I’m not going to deny that at first things seemed very odd – but they were the processes of daily life, not the essence of the nation. The essence of the nation – how people work and how people relate – has always seemed if not perfectly rational, at least perfectly “like home.”
The first time I came back after having acquired permanent residency, I almost kissed the gentleman at passport control at JFK, who looked at the green card and said “Welcome home.” (I’m actually very sure I hugged him, much to his shock. Imagine doing that now, in an airport.) And the day I got citizenship (still have the flag) I felt that for the first time I TRULY belonged somewhere.
That is because of the difference between France, where – more often now in the default – race and land are still the fundamentals of the country and the United States, where common belief in a radical credo (if you don’t think the US Constitution is not radical, you need to read it again, with a fresh glance) is the reason for citizenship.

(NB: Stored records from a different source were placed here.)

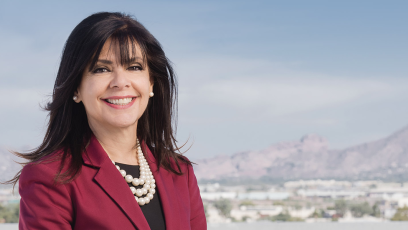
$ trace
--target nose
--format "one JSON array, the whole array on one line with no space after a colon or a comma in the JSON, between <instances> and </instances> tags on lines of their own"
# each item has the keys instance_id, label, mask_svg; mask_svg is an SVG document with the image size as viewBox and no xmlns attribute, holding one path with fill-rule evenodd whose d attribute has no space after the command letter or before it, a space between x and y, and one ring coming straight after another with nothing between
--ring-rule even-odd
<instances>
[{"instance_id":1,"label":"nose","mask_svg":"<svg viewBox=\"0 0 408 230\"><path fill-rule=\"evenodd\" d=\"M130 87L130 81L126 76L126 71L123 68L115 68L112 71L110 88L123 89L128 87Z\"/></svg>"}]
</instances>

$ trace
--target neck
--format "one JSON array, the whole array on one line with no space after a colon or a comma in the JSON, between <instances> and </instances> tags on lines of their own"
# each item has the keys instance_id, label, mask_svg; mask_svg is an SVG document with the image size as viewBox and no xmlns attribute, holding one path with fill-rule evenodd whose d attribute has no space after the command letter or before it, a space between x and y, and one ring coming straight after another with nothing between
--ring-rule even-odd
<instances>
[{"instance_id":1,"label":"neck","mask_svg":"<svg viewBox=\"0 0 408 230\"><path fill-rule=\"evenodd\" d=\"M117 128L92 125L89 122L89 127L111 160L123 164L138 165L137 123L129 127Z\"/></svg>"}]
</instances>

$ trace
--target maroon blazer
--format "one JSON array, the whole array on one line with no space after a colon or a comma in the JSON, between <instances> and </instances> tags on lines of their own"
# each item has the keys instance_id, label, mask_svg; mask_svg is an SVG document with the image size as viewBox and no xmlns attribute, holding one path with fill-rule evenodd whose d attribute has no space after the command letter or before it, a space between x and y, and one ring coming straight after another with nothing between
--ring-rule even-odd
<instances>
[{"instance_id":1,"label":"maroon blazer","mask_svg":"<svg viewBox=\"0 0 408 230\"><path fill-rule=\"evenodd\" d=\"M53 183L60 161L30 163L23 168L19 229L150 229L127 182L94 136L86 152L81 173L68 184ZM163 168L158 171L153 154L147 150L146 155L166 228L207 229L193 168L182 164L181 176Z\"/></svg>"}]
</instances>

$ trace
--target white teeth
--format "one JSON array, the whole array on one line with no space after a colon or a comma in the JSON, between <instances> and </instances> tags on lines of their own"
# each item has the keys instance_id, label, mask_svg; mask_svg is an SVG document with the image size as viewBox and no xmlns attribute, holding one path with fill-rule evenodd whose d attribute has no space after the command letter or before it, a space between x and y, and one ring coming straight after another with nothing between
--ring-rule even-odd
<instances>
[{"instance_id":1,"label":"white teeth","mask_svg":"<svg viewBox=\"0 0 408 230\"><path fill-rule=\"evenodd\" d=\"M131 97L123 98L123 99L106 99L106 101L108 101L109 103L114 104L114 105L127 105L132 100L133 100L133 98L131 98Z\"/></svg>"}]
</instances>

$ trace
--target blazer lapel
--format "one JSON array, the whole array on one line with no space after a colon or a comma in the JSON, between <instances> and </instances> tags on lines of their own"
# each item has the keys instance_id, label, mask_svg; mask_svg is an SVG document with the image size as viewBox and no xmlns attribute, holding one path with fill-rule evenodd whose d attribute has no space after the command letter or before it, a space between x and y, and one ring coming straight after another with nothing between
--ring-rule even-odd
<instances>
[{"instance_id":1,"label":"blazer lapel","mask_svg":"<svg viewBox=\"0 0 408 230\"><path fill-rule=\"evenodd\" d=\"M112 164L112 161L95 136L92 136L83 159L85 164L99 168L94 177L95 181L122 209L135 228L150 229L129 186L115 165Z\"/></svg>"},{"instance_id":2,"label":"blazer lapel","mask_svg":"<svg viewBox=\"0 0 408 230\"><path fill-rule=\"evenodd\" d=\"M144 143L143 143L144 144ZM178 213L179 203L176 189L173 183L173 174L163 168L157 170L157 163L152 152L144 145L146 149L146 160L150 166L150 170L153 173L156 180L156 188L159 191L160 201L163 208L164 218L166 222L167 230L179 230L180 218Z\"/></svg>"}]
</instances>

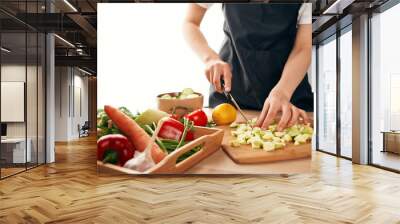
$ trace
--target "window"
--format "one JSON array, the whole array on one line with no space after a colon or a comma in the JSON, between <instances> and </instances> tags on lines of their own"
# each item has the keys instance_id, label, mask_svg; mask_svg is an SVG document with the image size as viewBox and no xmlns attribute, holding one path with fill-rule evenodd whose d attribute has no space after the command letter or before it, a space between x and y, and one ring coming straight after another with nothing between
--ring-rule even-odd
<instances>
[{"instance_id":1,"label":"window","mask_svg":"<svg viewBox=\"0 0 400 224\"><path fill-rule=\"evenodd\" d=\"M400 170L400 5L371 18L372 164Z\"/></svg>"},{"instance_id":2,"label":"window","mask_svg":"<svg viewBox=\"0 0 400 224\"><path fill-rule=\"evenodd\" d=\"M340 36L340 155L352 157L352 33L351 26Z\"/></svg>"},{"instance_id":3,"label":"window","mask_svg":"<svg viewBox=\"0 0 400 224\"><path fill-rule=\"evenodd\" d=\"M39 12L43 3L18 6L22 15ZM3 13L0 17L14 20ZM23 25L0 28L0 178L5 178L45 163L46 38Z\"/></svg>"},{"instance_id":4,"label":"window","mask_svg":"<svg viewBox=\"0 0 400 224\"><path fill-rule=\"evenodd\" d=\"M31 162L32 141L27 137L25 100L27 90L26 33L1 33L1 123L6 131L0 144L1 177L26 170ZM17 106L18 105L18 106ZM9 108L13 108L10 110ZM11 143L8 143L11 142ZM28 147L28 148L27 148Z\"/></svg>"},{"instance_id":5,"label":"window","mask_svg":"<svg viewBox=\"0 0 400 224\"><path fill-rule=\"evenodd\" d=\"M318 149L336 153L336 37L318 48Z\"/></svg>"}]
</instances>

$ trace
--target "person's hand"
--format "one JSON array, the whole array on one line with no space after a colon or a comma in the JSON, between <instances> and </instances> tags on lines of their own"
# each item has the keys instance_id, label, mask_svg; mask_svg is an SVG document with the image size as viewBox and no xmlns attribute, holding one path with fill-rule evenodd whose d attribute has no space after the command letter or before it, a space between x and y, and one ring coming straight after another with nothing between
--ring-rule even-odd
<instances>
[{"instance_id":1,"label":"person's hand","mask_svg":"<svg viewBox=\"0 0 400 224\"><path fill-rule=\"evenodd\" d=\"M222 93L224 91L221 86L221 79L225 82L225 91L231 91L232 72L228 63L221 59L207 61L205 75L217 92Z\"/></svg>"},{"instance_id":2,"label":"person's hand","mask_svg":"<svg viewBox=\"0 0 400 224\"><path fill-rule=\"evenodd\" d=\"M257 119L256 126L268 128L268 126L274 122L278 114L282 115L278 123L278 131L282 131L286 127L293 126L298 122L310 123L307 113L291 104L290 97L278 90L272 90L265 100L263 110Z\"/></svg>"}]
</instances>

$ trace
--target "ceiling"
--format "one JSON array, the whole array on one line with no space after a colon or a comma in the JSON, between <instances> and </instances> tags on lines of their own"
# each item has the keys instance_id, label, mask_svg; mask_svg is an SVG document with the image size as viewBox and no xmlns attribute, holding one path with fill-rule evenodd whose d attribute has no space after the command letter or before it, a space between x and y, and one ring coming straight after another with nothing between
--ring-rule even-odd
<instances>
[{"instance_id":1,"label":"ceiling","mask_svg":"<svg viewBox=\"0 0 400 224\"><path fill-rule=\"evenodd\" d=\"M398 0L318 0L313 4L313 43L332 36L352 23L354 17L376 12L388 3Z\"/></svg>"},{"instance_id":2,"label":"ceiling","mask_svg":"<svg viewBox=\"0 0 400 224\"><path fill-rule=\"evenodd\" d=\"M96 74L98 2L47 0L46 4L45 0L1 0L2 46L12 49L12 52L2 54L3 60L22 58L25 51L27 57L32 58L37 44L30 43L31 39L37 33L52 32L57 34L56 66L78 66ZM28 33L28 45L25 44L25 32ZM36 43L36 39L33 42Z\"/></svg>"}]
</instances>

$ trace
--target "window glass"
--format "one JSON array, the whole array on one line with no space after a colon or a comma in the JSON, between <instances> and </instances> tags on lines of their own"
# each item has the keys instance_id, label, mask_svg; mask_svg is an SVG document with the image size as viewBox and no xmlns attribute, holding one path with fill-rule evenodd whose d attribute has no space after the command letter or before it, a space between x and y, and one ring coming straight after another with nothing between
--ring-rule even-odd
<instances>
[{"instance_id":1,"label":"window glass","mask_svg":"<svg viewBox=\"0 0 400 224\"><path fill-rule=\"evenodd\" d=\"M352 33L340 36L340 154L351 158Z\"/></svg>"},{"instance_id":2,"label":"window glass","mask_svg":"<svg viewBox=\"0 0 400 224\"><path fill-rule=\"evenodd\" d=\"M40 3L39 3L40 2ZM1 2L22 16L44 1ZM0 178L45 162L45 35L0 12Z\"/></svg>"},{"instance_id":3,"label":"window glass","mask_svg":"<svg viewBox=\"0 0 400 224\"><path fill-rule=\"evenodd\" d=\"M26 33L1 33L1 177L26 170L30 141L26 141Z\"/></svg>"},{"instance_id":4,"label":"window glass","mask_svg":"<svg viewBox=\"0 0 400 224\"><path fill-rule=\"evenodd\" d=\"M28 168L37 165L37 126L38 126L38 35L36 32L27 33L27 75L26 75L26 116L27 116L27 143L28 149L31 152L27 163Z\"/></svg>"},{"instance_id":5,"label":"window glass","mask_svg":"<svg viewBox=\"0 0 400 224\"><path fill-rule=\"evenodd\" d=\"M45 103L45 93L46 93L46 76L45 76L45 64L46 64L46 36L43 33L38 35L38 77L37 77L37 90L38 90L38 136L37 136L37 162L38 164L45 163L46 158L46 148L45 148L45 124L46 124L46 103Z\"/></svg>"},{"instance_id":6,"label":"window glass","mask_svg":"<svg viewBox=\"0 0 400 224\"><path fill-rule=\"evenodd\" d=\"M318 149L336 153L336 39L318 48Z\"/></svg>"},{"instance_id":7,"label":"window glass","mask_svg":"<svg viewBox=\"0 0 400 224\"><path fill-rule=\"evenodd\" d=\"M372 26L372 163L400 170L400 4L376 14ZM386 134L385 134L386 133Z\"/></svg>"}]
</instances>

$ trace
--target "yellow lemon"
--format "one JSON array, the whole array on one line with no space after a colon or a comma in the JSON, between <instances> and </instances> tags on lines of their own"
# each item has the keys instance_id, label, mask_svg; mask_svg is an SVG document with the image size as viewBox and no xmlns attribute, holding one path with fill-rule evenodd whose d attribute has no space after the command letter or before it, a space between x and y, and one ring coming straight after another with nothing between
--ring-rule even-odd
<instances>
[{"instance_id":1,"label":"yellow lemon","mask_svg":"<svg viewBox=\"0 0 400 224\"><path fill-rule=\"evenodd\" d=\"M217 125L228 125L236 120L236 109L229 103L216 106L212 112L212 119Z\"/></svg>"}]
</instances>

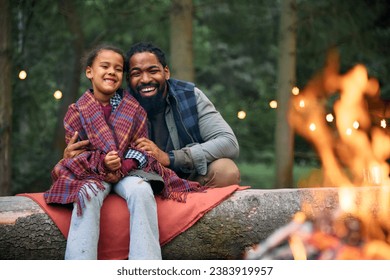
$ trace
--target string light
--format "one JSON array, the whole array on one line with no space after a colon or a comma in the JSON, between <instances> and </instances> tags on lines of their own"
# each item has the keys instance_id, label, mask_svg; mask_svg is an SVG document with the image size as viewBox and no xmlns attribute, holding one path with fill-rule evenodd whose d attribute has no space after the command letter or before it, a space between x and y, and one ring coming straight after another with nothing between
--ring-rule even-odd
<instances>
[{"instance_id":1,"label":"string light","mask_svg":"<svg viewBox=\"0 0 390 280\"><path fill-rule=\"evenodd\" d=\"M309 129L310 129L311 131L315 131L315 130L317 129L316 124L315 124L315 123L311 123L311 124L309 125Z\"/></svg>"},{"instance_id":2,"label":"string light","mask_svg":"<svg viewBox=\"0 0 390 280\"><path fill-rule=\"evenodd\" d=\"M299 101L299 107L305 108L305 100Z\"/></svg>"},{"instance_id":3,"label":"string light","mask_svg":"<svg viewBox=\"0 0 390 280\"><path fill-rule=\"evenodd\" d=\"M240 120L245 119L245 117L246 117L246 112L245 111L239 111L237 113L237 118L239 118Z\"/></svg>"},{"instance_id":4,"label":"string light","mask_svg":"<svg viewBox=\"0 0 390 280\"><path fill-rule=\"evenodd\" d=\"M293 95L298 95L298 94L299 94L299 88L298 88L298 87L293 87L293 88L291 89L291 93L292 93Z\"/></svg>"},{"instance_id":5,"label":"string light","mask_svg":"<svg viewBox=\"0 0 390 280\"><path fill-rule=\"evenodd\" d=\"M354 129L358 129L359 126L360 126L360 124L359 124L358 121L354 121L353 124L352 124L352 126L353 126Z\"/></svg>"},{"instance_id":6,"label":"string light","mask_svg":"<svg viewBox=\"0 0 390 280\"><path fill-rule=\"evenodd\" d=\"M55 99L59 100L62 98L62 92L60 90L56 90L54 93L53 93L53 96Z\"/></svg>"},{"instance_id":7,"label":"string light","mask_svg":"<svg viewBox=\"0 0 390 280\"><path fill-rule=\"evenodd\" d=\"M19 79L24 80L24 79L26 79L26 78L27 78L27 72L24 71L24 70L21 70L21 71L19 72Z\"/></svg>"},{"instance_id":8,"label":"string light","mask_svg":"<svg viewBox=\"0 0 390 280\"><path fill-rule=\"evenodd\" d=\"M278 102L276 100L271 100L269 102L269 106L272 108L272 109L276 109L278 108Z\"/></svg>"}]
</instances>

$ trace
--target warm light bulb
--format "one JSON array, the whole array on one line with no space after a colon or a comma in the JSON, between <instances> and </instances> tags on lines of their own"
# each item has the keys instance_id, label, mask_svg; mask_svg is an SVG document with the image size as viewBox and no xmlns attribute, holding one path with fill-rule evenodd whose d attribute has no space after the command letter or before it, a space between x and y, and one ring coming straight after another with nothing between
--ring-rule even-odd
<instances>
[{"instance_id":1,"label":"warm light bulb","mask_svg":"<svg viewBox=\"0 0 390 280\"><path fill-rule=\"evenodd\" d=\"M299 107L301 107L301 108L305 107L305 100L299 101Z\"/></svg>"},{"instance_id":2,"label":"warm light bulb","mask_svg":"<svg viewBox=\"0 0 390 280\"><path fill-rule=\"evenodd\" d=\"M317 129L316 124L315 124L315 123L311 123L311 124L309 125L309 129L310 129L311 131L315 131L315 130Z\"/></svg>"},{"instance_id":3,"label":"warm light bulb","mask_svg":"<svg viewBox=\"0 0 390 280\"><path fill-rule=\"evenodd\" d=\"M292 94L298 95L299 94L299 88L298 87L293 87L291 90Z\"/></svg>"},{"instance_id":4,"label":"warm light bulb","mask_svg":"<svg viewBox=\"0 0 390 280\"><path fill-rule=\"evenodd\" d=\"M276 108L278 108L278 102L276 100L272 100L272 101L270 101L269 106L272 109L276 109Z\"/></svg>"},{"instance_id":5,"label":"warm light bulb","mask_svg":"<svg viewBox=\"0 0 390 280\"><path fill-rule=\"evenodd\" d=\"M24 80L24 79L26 79L26 78L27 78L27 72L24 71L24 70L21 70L21 71L19 72L19 79Z\"/></svg>"},{"instance_id":6,"label":"warm light bulb","mask_svg":"<svg viewBox=\"0 0 390 280\"><path fill-rule=\"evenodd\" d=\"M245 117L246 117L246 112L245 111L239 111L237 113L237 118L239 118L240 120L245 119Z\"/></svg>"},{"instance_id":7,"label":"warm light bulb","mask_svg":"<svg viewBox=\"0 0 390 280\"><path fill-rule=\"evenodd\" d=\"M53 94L55 99L61 99L62 98L62 92L60 90L56 90Z\"/></svg>"}]
</instances>

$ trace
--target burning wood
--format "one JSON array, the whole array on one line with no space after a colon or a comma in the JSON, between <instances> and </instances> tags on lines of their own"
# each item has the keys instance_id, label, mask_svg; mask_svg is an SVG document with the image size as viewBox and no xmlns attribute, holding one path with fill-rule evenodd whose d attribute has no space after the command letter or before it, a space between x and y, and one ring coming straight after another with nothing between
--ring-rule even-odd
<instances>
[{"instance_id":1,"label":"burning wood","mask_svg":"<svg viewBox=\"0 0 390 280\"><path fill-rule=\"evenodd\" d=\"M382 228L382 233L382 238L376 239L359 218L350 214L300 222L293 219L264 242L248 249L245 259L389 260L389 232Z\"/></svg>"}]
</instances>

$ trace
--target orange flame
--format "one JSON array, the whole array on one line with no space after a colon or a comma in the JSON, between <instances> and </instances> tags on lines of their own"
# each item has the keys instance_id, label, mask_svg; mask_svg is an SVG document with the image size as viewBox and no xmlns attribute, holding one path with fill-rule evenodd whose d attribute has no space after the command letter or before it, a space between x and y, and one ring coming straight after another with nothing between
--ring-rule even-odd
<instances>
[{"instance_id":1,"label":"orange flame","mask_svg":"<svg viewBox=\"0 0 390 280\"><path fill-rule=\"evenodd\" d=\"M378 81L368 78L363 65L340 74L339 56L332 50L324 70L292 96L289 121L320 156L321 186L390 185L390 137L383 121L372 125L368 110L368 102L378 103L379 92ZM333 113L327 112L329 97L336 94Z\"/></svg>"}]
</instances>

On this strange fourth of July – for Colorado – in which we can’t have fireworks or cookouts (but we can gather around the piano and sing the Battle Hymn of the Republic. Yeah, if your glass shatters that was me hitting a note disastrously off-key.) I’d like to give a moment of thanks to the men and women who formed this country and held it vital and strong through good times and bad (and the times we’d rather not even think about); I’d like to give a moment of thanks to all who died to keep the country independent and free; and I’d like to thank all of you, born-Americans for having allowed me to become one of you.
I’ll be here, in my corner, dissolving into tears at the closing lines “O say does that star-spangled banner yet wave,O’er the land of the free and the home of the brave?”